DNANet makes deliberate use of classic software design patterns. This page documents where and why each pattern is applied.

Strategy Pattern

Where: Scaling strategies, dataset strategies, allele callers, baseline estimation, combiner types.

Why: Forensic DNA analysis varies significantly between kits and datasets. The Strategy pattern encapsulates this variance behind a common interface, eliminating conditional branching throughout the codebase.

# Each kit provides its own size-standard parsing
class ScalingStrategy(ABC):
    @abstractmethod
    def parse_size_standard(self, lane: np.ndarray) -> SizeStandardParseResult: ...

class PowerPlexFusion6CStrategy(ScalingStrategy):
    def parse_size_standard(self, lane):
        # WEN ILS: find 19 peaks, validate pixel/bp ratio
        ...

class GlobalFilerStrategy(ScalingStrategy):
    def parse_size_standard(self, lane):
        # GeneScan 600 LIZ: iterative shrinking polynomial fit
        ...

Instances: - ScalingStrategyPowerPlexFusion6CStrategy, GlobalFilerStrategy - DatasetStrategyNFIRnDStrategy, ProvedItStrategy - AlleleCallerNearestBasePairCaller - Baseline estimation → baseline_superior, baseline_classic, baseline_enhanced - PeakNet combiner → MLPCombiner, FiLMCombiner, CrossAttentionCombiner

Dependency Injection

Where: HIDDataset, HIDImage, data transformers

Why: Shared helpers need kit-specific and dataset-specific behavior such as marker mappings, annotation class names, and split rules. These strategies are passed through constructors and function arguments so the active dataset is explicit at each call site.

from dnanet.data.strategies import NFIRnDStrategy, PowerPlexFusion6CStrategy

dataset_strategy = NFIRnDStrategy()
scaling_strategy = PowerPlexFusion6CStrategy()

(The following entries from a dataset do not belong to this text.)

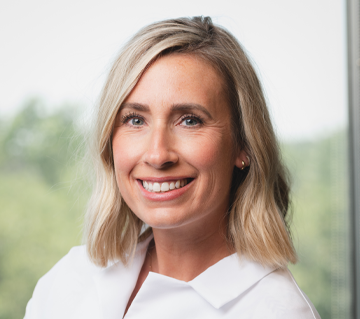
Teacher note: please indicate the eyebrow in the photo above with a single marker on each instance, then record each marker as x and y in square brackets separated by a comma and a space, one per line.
[175, 107]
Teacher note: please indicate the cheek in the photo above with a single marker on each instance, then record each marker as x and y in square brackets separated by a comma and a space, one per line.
[211, 153]
[126, 154]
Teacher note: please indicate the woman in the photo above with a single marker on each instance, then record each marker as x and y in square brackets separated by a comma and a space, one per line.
[188, 217]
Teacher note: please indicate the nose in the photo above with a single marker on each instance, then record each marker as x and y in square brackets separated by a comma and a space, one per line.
[160, 153]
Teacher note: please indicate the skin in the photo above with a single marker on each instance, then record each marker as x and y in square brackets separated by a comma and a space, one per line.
[176, 124]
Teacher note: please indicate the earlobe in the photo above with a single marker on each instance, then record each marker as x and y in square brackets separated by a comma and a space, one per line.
[242, 160]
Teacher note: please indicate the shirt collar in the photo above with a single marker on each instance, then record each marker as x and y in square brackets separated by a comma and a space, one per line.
[116, 282]
[228, 279]
[218, 285]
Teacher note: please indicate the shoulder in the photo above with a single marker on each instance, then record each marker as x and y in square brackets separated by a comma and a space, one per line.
[72, 273]
[279, 296]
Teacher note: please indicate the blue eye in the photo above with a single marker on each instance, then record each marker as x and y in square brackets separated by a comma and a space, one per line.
[190, 122]
[136, 121]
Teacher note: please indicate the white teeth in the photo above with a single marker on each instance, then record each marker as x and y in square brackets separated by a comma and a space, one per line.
[156, 187]
[164, 187]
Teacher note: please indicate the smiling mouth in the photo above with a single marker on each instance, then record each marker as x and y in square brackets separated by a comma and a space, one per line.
[164, 187]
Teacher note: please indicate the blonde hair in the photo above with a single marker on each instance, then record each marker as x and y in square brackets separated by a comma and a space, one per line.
[257, 215]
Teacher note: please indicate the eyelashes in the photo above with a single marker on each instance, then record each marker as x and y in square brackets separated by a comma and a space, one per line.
[187, 120]
[125, 118]
[190, 119]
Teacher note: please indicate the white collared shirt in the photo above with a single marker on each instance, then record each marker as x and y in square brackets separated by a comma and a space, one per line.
[232, 288]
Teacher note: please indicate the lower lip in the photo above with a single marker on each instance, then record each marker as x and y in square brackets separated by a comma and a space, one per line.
[170, 195]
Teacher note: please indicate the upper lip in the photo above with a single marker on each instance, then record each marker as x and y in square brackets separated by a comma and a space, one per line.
[163, 179]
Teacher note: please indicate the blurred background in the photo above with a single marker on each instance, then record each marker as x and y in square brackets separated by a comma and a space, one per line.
[54, 58]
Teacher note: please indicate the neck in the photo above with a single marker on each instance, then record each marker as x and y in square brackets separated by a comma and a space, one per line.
[184, 253]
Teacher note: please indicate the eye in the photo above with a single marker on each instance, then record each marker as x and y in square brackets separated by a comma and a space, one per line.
[136, 121]
[191, 120]
[133, 119]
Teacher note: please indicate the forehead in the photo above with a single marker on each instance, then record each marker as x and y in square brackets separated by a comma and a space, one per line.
[180, 78]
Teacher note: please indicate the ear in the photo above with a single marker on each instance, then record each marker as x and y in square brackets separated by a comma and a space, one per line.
[242, 160]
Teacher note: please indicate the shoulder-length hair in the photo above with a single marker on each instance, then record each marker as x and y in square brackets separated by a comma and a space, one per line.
[257, 214]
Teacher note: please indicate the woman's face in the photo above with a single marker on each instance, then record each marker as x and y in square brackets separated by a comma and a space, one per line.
[172, 145]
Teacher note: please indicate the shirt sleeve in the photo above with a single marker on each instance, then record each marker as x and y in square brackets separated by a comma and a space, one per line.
[42, 290]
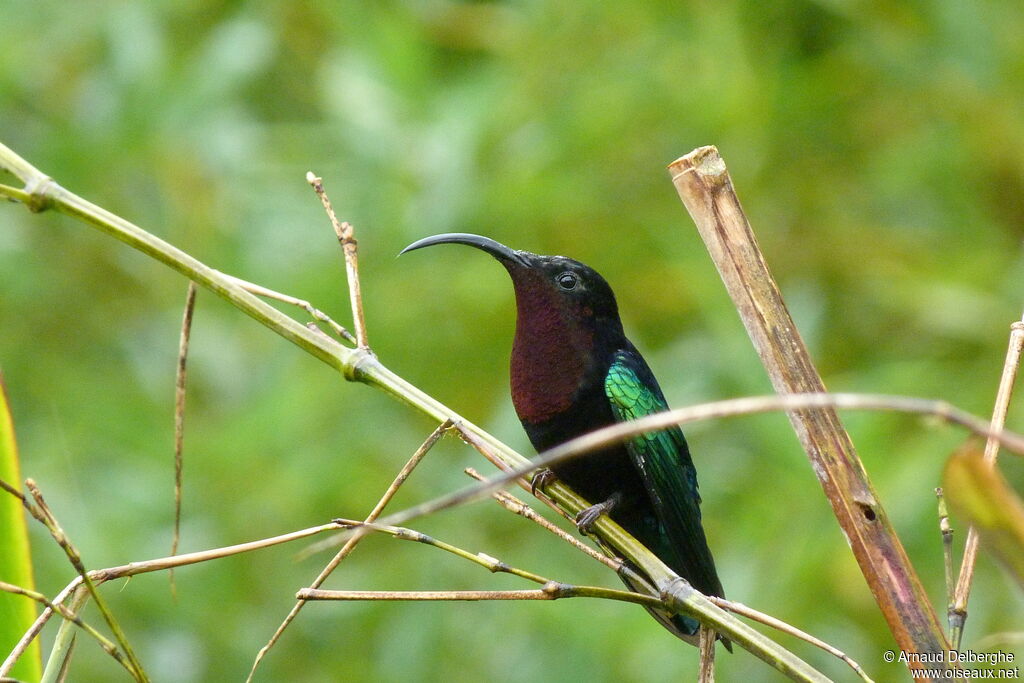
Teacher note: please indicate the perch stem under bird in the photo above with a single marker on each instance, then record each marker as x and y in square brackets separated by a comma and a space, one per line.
[573, 371]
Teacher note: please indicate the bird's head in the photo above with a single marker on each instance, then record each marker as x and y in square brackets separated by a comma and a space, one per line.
[545, 285]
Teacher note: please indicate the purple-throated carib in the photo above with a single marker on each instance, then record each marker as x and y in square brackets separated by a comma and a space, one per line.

Lazy Loading (Virtual Proxy)

Where: HIDImage.data property

Why: Creating an HIDImage object is cheap (just stores a path). The expensive HID parsing, size-standard validation, and rescaling only happen when .data is first accessed. This allows scanning hundreds of files without loading any data.

image = HIDImage(
    path="sample.hid",
    scaling_strategy=scaling,
    dataset_strategy=dataset_strategy,
)  # Instant: no I/O
shape = image.data.shape              # First access: triggers full load
shape2 = image.data.shape             # Cached: no re-load

Template Method

Where: Lightning modules (training_step, validation_step, etc.), DatasetStrategy.split(), ScalingStrategy.interpolate()

Why: The skeleton of the algorithm is fixed (e.g., Lightning's training loop calls training_step → compute loss → backprop). Subclasses override the variable parts (what loss to use, how to log metrics) while inheriting the invariant structure.

class SegmentationModule(L.LightningModule):
    def training_step(self, batch, batch_idx):
        x, y = batch
        y_hat = self(x)
        loss = self.loss_fn(y_hat, y)
        self.log("train/loss", loss)
        return loss

Facade

Where: tasks/train.py, tasks/evaluate.py, tasks/cross_validate.py, HIDDataset

Why: Each task function (run()) is a single entry point that wires together models, data, callbacks, loggers, and the trainer. Callers don't need to know the internal wiring.

# One function call does everything
from dnanet.tasks.train import run
trainer, module = run(cfg)

Adapter / Bridge

Where: DNANetDataModule

Why: DNANet's domain model (HIDImage, TransformableDataset) and PyTorch/Lightning (Dataset, DataModule, DataLoader) are independent hierarchies. The data module bridges them by applying the dataset split, transformer, collate function, and DataLoader construction:

datamodule = DNANetDataModule(dataset, batch_size=16)
datamodule.setup("fit")
train_loader = datamodule.train_dataloader()

Composite

Where: UNet (built from DoubleConv, EncoderBlock, DecoderBlock)

Why: The U-Net architecture is composed of reusable building blocks. Each block is self-contained and independently testable. The composite structure makes it easy to adjust depth or filter counts.

Command

Where: cli.py task dispatch

Why: The CLI maps task=train to train.run(cfg), task=evaluate to evaluate.run(cfg), etc. The Hydra config object encapsulates all parameters needed to execute the command.

Null Object

Where: HIDImage.annotation returns None (not an exception) when no annotation is available.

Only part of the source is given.